Теоретически я расширяю
Высказывать историчное сознание таким, как оно, на пути через знание о прошедшем, осознает свое настоящее, - есть задача философии истории. В противоположность отстраняющему способу изложения, при котором и само настоящее можно подвергнуть исследованию как исторический сюжет, как будто бы оно было уже прошедшим, философия истории средствами предметно-исторического знания просветляет сознание усвоенного историчного содержания. При помощи философии истории, которая постигает экзистенцию во всей ее возможной широте, не возникает какой-либо энциклопедии исторического знания, и эта философия не может иметь своим возможным идеалом идеал полноты описания.
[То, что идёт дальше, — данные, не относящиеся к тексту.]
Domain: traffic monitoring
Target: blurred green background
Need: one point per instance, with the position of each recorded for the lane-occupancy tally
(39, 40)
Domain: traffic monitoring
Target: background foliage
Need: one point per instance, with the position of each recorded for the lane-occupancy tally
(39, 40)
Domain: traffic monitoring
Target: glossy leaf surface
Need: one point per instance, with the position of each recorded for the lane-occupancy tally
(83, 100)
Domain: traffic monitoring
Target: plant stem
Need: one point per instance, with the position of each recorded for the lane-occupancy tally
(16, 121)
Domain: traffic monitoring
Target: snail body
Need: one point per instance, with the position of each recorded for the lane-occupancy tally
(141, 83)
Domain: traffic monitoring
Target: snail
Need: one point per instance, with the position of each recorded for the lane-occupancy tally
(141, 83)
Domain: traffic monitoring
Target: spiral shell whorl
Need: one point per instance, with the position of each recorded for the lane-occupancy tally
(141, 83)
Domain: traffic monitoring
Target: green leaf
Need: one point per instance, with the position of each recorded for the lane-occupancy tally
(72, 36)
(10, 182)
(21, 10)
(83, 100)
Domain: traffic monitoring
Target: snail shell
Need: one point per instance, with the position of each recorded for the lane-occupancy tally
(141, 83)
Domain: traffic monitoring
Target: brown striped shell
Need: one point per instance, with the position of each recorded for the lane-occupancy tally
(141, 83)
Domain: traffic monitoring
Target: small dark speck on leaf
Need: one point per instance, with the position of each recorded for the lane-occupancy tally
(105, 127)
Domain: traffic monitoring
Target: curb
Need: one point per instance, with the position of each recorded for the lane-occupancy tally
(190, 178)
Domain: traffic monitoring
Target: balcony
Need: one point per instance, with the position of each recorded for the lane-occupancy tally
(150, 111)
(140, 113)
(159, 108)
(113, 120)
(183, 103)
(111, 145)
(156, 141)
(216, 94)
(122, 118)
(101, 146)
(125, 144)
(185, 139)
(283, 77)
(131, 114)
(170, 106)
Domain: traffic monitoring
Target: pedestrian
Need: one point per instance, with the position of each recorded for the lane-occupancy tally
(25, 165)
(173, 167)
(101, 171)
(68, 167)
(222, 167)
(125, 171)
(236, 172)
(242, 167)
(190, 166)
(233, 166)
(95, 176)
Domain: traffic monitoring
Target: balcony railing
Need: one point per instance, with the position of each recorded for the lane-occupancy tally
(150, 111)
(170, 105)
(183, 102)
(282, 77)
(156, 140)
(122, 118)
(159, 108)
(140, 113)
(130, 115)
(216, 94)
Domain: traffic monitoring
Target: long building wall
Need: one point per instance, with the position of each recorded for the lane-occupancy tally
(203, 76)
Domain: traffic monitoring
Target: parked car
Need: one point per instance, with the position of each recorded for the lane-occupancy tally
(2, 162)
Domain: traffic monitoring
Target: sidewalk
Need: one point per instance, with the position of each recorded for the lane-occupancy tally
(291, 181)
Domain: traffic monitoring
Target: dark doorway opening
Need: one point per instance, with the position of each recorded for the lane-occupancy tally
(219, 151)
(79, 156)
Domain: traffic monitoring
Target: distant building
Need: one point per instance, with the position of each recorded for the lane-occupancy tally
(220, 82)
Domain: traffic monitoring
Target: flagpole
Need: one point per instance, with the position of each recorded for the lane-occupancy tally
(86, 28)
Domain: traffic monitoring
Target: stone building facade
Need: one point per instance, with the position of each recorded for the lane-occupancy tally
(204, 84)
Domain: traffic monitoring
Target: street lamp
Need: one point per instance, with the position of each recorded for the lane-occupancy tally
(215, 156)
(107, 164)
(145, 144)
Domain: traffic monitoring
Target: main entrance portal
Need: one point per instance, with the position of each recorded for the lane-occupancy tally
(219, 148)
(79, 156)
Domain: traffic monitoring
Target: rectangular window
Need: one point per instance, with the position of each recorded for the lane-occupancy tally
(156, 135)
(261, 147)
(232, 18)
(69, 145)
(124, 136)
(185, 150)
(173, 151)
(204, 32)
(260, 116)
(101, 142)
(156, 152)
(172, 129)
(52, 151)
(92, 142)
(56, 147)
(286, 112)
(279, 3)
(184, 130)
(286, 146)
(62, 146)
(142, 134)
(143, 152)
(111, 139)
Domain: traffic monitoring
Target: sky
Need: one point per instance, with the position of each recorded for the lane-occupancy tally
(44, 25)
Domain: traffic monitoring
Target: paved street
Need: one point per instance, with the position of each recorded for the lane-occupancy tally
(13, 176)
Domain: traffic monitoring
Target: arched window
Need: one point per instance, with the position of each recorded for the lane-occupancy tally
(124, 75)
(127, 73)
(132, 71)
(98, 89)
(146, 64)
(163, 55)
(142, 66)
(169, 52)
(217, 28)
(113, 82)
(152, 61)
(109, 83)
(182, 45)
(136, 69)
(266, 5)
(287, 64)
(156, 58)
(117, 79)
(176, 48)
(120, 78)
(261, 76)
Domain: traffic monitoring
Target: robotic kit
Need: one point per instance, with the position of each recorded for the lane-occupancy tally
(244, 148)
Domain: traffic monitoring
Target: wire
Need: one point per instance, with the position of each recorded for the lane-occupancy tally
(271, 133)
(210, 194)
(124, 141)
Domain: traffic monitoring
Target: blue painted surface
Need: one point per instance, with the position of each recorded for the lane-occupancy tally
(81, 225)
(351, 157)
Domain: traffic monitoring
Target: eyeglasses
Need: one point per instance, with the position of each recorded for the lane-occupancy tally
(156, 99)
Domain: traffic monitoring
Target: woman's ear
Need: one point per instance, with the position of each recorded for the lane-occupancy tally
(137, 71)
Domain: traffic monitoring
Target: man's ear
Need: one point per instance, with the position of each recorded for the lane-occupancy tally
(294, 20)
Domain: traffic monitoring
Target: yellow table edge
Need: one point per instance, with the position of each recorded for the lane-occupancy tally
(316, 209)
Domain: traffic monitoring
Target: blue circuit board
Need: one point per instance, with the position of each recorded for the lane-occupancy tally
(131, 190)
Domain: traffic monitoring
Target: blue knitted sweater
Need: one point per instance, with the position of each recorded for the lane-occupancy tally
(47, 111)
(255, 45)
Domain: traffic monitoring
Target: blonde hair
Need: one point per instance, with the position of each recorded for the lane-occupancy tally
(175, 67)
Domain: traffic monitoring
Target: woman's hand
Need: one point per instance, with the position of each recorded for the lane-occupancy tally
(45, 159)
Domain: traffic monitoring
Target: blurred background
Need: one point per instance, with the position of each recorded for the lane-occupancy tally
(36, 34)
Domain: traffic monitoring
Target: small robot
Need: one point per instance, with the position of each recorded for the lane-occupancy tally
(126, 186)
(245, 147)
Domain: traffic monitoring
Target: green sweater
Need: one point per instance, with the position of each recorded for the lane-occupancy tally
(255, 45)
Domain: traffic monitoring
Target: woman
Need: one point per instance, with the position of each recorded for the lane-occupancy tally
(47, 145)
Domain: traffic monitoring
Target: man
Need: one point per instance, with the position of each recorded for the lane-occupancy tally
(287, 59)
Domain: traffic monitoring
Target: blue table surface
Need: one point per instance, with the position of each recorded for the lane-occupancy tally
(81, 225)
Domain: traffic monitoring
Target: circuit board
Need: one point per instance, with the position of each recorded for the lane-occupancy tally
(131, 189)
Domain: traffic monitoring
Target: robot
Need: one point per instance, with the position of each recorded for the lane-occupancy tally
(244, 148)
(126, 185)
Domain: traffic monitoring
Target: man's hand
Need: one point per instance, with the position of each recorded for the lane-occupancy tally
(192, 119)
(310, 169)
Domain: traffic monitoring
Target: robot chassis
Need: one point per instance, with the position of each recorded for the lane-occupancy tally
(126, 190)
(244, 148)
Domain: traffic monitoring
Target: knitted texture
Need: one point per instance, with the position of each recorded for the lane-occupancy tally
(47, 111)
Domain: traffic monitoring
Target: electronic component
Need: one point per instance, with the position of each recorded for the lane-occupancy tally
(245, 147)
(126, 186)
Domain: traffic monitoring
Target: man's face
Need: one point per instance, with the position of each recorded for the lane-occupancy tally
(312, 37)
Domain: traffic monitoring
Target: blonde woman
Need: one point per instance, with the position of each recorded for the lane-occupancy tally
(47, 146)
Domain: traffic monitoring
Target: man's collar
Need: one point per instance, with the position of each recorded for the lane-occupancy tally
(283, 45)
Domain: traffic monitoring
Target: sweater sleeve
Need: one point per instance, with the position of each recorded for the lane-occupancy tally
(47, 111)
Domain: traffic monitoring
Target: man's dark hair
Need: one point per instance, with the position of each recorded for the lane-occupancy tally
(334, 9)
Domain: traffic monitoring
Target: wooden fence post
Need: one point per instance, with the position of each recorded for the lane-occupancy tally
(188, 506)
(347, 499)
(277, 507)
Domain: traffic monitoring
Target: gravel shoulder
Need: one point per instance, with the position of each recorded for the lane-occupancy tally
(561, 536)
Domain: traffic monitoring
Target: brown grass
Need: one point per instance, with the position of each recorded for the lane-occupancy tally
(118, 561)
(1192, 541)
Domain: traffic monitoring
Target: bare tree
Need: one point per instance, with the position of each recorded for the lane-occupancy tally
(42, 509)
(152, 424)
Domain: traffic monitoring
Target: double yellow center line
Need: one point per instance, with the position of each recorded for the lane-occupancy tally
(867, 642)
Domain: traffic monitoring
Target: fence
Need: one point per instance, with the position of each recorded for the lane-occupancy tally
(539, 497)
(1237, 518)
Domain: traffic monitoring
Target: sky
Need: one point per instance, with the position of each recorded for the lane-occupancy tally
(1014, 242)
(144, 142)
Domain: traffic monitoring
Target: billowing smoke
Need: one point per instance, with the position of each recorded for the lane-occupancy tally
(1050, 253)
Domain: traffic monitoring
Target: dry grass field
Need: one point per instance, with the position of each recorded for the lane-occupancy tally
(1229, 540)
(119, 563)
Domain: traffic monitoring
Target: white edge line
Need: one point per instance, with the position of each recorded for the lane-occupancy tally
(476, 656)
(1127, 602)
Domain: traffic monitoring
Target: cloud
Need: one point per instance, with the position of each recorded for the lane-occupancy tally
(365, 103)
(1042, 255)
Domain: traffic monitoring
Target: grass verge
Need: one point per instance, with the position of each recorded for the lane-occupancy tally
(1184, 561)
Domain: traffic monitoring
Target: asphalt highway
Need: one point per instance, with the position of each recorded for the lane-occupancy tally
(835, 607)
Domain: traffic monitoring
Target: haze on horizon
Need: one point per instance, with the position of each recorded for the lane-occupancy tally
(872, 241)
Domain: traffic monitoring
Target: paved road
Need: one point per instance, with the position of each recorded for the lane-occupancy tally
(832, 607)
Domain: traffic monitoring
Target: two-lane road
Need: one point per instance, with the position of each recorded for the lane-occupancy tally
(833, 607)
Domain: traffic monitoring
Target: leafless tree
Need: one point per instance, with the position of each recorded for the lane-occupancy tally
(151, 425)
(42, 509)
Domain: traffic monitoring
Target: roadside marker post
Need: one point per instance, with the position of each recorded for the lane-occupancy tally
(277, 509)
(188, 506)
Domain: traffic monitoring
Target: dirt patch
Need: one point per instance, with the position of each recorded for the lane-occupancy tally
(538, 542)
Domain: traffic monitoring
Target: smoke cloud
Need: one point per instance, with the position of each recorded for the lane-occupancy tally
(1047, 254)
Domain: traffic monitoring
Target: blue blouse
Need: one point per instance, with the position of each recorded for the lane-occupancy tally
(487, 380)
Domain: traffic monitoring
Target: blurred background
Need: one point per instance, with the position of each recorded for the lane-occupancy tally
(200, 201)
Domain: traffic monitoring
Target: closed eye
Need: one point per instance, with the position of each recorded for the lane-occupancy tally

Ибо, поскольку экзистенция никогда не может выйти за свои собственные пределы, даже только в замысле, а значит, не может и представить себе в отчетливом образе мир многих экзистенций как некое многообразие, то ей остается только расширяться самой в своем содержании и оставаться в готовности ко всеобъемлющей коммуникации.
– Конструкции философии истории обладают своей истиной как выражением для экзистенции, просветляющей в нем свое пространство, объемлющей в нем прошедшее и будущее. Но в то время как для историографии как науки прошедшее только прошло, а будущего она не видит, философия истории соотносит всякое время с экзистенцией в ее настоящем. Однако она может быть только определенной философией истории, и может быть истинной лишь как таковая; она сама исторична и не обозревает всю даль истории во всякой экзистенции. Правда, прошедшее и будущее остаются раздельными и для нее; данному в образе как обосновывающему будет противостоять и в ней данное в образе как возможное. Но прошедшее не получает закругленности и остается открытым на всем протяжении настоящего; даже то, что уже решено, еще может изменить свой смысл; будущее остается возможностью и не превращается в неизбежную необходимость. Экзистенциальное сознание настоящего не разворачивается поэтому в устойчивое содержание, но, выходя за его границы, становится подлинным вопросом. Его предметная форма означает некоторый миф, хотя этот миф и привязан к знанию. Фактическое, как представляется, еще раз становится прозрачным в этом мифе. Оставить в неприкосновенности фактическое как фактическое, не забывать ничего фактического, что могло бы быть важно, выдумывать возможное, но читать все фактическое и возможное как шифр единства экзистенции со своей трансценденцией, - таков путь философско-исторического углубления действительного в настоящем до вечного настоящего.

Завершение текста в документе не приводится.